March 27 marked one year since the passage of the CARES Act, the first coronavirus stimulus bill, which appropriated more than $2 trillion toward pandemic relief aid. Recent reports released by the nonprofit Public Citizen have shed light on the Federal Reserve’s Main Street Lending Program (MSLP), a CARES Act facility that was created to support small and medium-sized businesses. The reports suggest that the MSLP didn’t prioritize companies facing the greatest financial need during the pandemic and was unable to benefit workers to the fullest extent possible.
The MSLP was terminated on Jan. 8, 2021 — a decision that was not without controversy. The program faced criticism for being underused; according to Public Citizen, the Fed ultimately used only 3 percent of the $600 billion that Congress had appropriated.
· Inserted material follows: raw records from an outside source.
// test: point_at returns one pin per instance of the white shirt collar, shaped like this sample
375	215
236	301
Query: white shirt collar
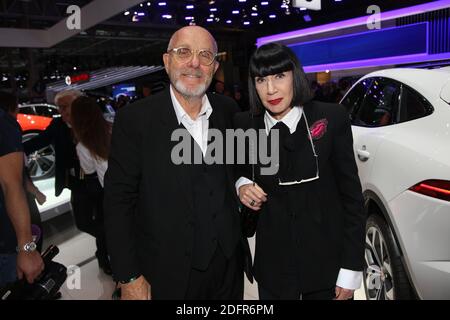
182	114
291	119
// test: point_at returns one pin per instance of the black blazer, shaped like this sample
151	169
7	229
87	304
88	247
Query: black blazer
148	199
324	228
59	135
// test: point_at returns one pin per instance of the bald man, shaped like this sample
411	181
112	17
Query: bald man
173	231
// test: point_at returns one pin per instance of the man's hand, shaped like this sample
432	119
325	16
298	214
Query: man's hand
344	294
29	264
252	196
138	289
40	197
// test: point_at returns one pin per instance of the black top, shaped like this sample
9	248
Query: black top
307	232
10	141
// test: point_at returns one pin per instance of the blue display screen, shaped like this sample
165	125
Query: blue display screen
126	89
391	42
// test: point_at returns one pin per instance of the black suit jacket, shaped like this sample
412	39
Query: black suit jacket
59	135
148	199
324	228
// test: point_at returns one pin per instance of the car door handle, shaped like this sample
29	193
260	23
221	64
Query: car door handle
363	155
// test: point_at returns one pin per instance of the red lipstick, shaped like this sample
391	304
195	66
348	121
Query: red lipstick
275	101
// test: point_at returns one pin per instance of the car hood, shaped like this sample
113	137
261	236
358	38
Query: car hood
445	92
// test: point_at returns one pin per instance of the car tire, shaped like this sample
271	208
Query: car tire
385	277
41	163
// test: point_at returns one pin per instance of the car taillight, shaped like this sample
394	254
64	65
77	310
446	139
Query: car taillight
434	188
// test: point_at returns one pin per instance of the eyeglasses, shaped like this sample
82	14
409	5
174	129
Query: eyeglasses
290	183
183	54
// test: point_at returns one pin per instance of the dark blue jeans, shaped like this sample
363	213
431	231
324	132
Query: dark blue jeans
8	271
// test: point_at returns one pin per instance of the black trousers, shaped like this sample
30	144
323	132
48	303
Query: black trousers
222	280
328	294
87	208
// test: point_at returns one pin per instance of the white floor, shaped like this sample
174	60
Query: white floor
89	282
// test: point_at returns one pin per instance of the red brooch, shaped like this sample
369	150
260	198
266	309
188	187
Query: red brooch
318	129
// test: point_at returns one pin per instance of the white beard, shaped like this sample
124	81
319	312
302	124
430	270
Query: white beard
190	93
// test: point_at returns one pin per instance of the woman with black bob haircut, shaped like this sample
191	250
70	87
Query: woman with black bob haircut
274	58
311	222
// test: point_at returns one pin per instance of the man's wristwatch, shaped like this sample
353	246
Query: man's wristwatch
27	247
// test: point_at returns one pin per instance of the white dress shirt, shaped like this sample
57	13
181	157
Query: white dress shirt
347	279
197	128
90	164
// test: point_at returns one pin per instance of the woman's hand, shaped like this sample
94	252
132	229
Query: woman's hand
139	289
252	196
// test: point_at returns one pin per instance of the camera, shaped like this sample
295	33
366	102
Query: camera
45	287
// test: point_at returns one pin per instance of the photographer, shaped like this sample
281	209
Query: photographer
15	225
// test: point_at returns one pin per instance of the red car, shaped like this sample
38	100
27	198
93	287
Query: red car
34	118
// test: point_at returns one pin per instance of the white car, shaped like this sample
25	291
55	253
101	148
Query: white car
401	130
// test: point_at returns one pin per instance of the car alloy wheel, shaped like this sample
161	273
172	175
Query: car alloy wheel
41	163
378	280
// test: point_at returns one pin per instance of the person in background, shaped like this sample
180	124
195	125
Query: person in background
68	173
18	255
146	91
93	133
33	194
311	224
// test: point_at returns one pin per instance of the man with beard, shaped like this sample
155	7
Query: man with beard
172	230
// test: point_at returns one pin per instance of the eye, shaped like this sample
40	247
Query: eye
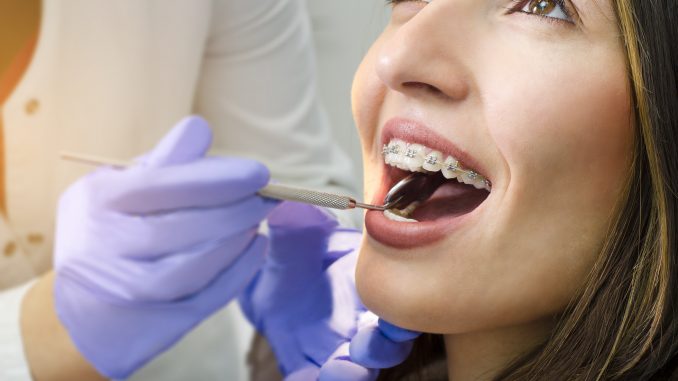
554	9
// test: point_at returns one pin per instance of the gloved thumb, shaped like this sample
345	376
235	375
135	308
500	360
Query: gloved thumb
187	141
299	236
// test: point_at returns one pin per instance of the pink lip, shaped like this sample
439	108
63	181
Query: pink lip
415	132
406	235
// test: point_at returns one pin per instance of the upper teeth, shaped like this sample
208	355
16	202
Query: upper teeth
418	158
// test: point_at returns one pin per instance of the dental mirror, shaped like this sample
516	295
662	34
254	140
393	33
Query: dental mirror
415	187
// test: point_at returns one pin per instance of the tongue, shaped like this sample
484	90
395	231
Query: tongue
451	199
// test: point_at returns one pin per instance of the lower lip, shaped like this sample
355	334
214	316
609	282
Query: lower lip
408	235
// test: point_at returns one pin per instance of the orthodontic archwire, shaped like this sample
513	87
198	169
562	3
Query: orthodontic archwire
454	166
In one report, Public Citizen found that the MSLP failed to fully meet two of its primary goals: first, to support businesses that most needed loans during the pandemic; and second, to send funds to businesses that would use them to retain or rehire employees. The report found that these failures were due in part to rule changes implemented after fossil fuel industry lobbying, such as weakened language on employee retention and loosened requirements regarding the financial need of the businesses applying for loans.
The MSLP was intended to support businesses that were too large to qualify for Paycheck Protection Program loans, another CARES Act facility run by the Small Business Administration to provide low-interest loans to small businesses during the pandemic. More than 20 percent of the companies that received MSLP loans had been approved for $1 million or more in PPP funds.
Public Citizen also found that more than $1.8 billion in loans went to companies that laid off workers during the spring and summer of 2020. Although the CARES Act had specified that companies applying for the MSLP should be required to make “good faith certifications” that they would use the funds to retain or hire back their workforce, the Fed didn’t implement any binding requirements that would ensure MSLP recipients prioritized workforce retention.
Another Public Citizen report found that two lending companies — Meadowwood Financial Services and Wellshire Financial Services — received $35 million in MSLP loans while potentially violating the program’s rules. The MSLP limited the amount of money that affiliated businesses could receive by requiring them to apply for loans through the same MSLP facility; Public Citizen’s analysis suggests the two businesses are affiliated entities and thus should have applied for their loans within the same facility. The companies did not disclose their affiliation, thus dodging MSLP restrictions.